Chiastolite (/kaɪˈæstəˌlaɪt/ ky-ASS-tə-lyte) is a variety of the mineral andalusite with the chemical composition Al_{2}SiO_{5}. It is noted for its distinctive cross-shaped black inclusions of graphite. The presence of these crosses caused the mineral to be used as a gem. Chiastolite specimens were distributed throughout Europe from the 16th century, as an amulet or souvenir provided by the pilgrims returning from Santiago de Compostela (Saint James of Compostella), in Spain. When chiastolite appears in the old books of mineralogy, it is cited with the name of lapis crucifer or lapis cruciatur, cross stone. The first figure of a chiastolite appears in Laet's book De Gemmis et Lapidibus, published in 1648. The chiastolite specimens sold to the pilgrims came from Asturias, where it is very abundant, in large specimens, in the area of Boal.

In areas around Georgetown, California, US, metamorphosed sediments contained andalusite and chiastolite in a graphite-rich metasediment. The chiastolite crystals have been pseudomorphically altered by a mixture of muscovite, paragonite and margarite. The calcium-rich margarite tends to form along the graphite-rich crosses or bands within the chiastolite. Mineralogically the occurrence is important because all three white mica phases are present in an equilibrium assemblage.

There are several theories regarding the formation of the chiastolite cross, however the most widely accepted theory, proposed by Frondel in 1934, suggests that there is a selective attachment of impurities at the rapidly growing corners of andalusite crystals.
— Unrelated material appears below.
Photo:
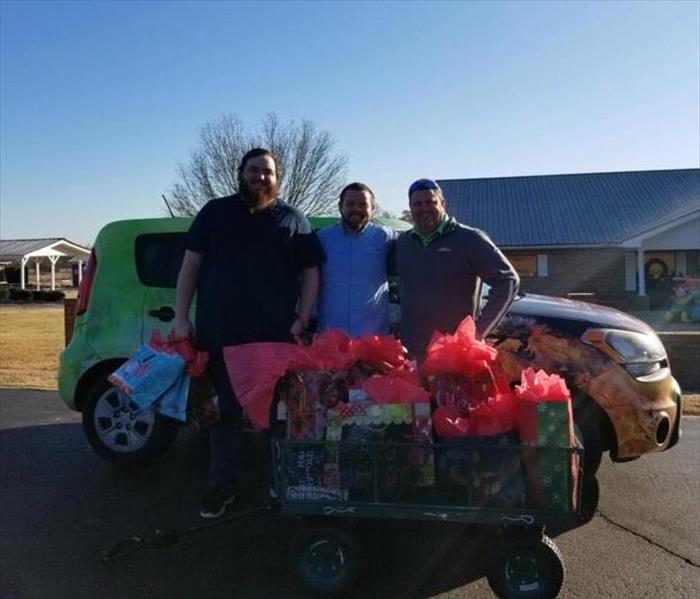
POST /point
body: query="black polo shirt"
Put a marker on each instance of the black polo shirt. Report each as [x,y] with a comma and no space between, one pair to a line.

As the concentration of these impurities (which consist primarily of graphite) increases, the growth of the crystal is slowed. This concentrated impurity deposit forms a re-entrant as it is absorbed by the growth of the andalusite porphyroblast. The cycle of growth-retardation-growth then repeats itself, creating a featherlike pattern of graphite along four radiating "arms".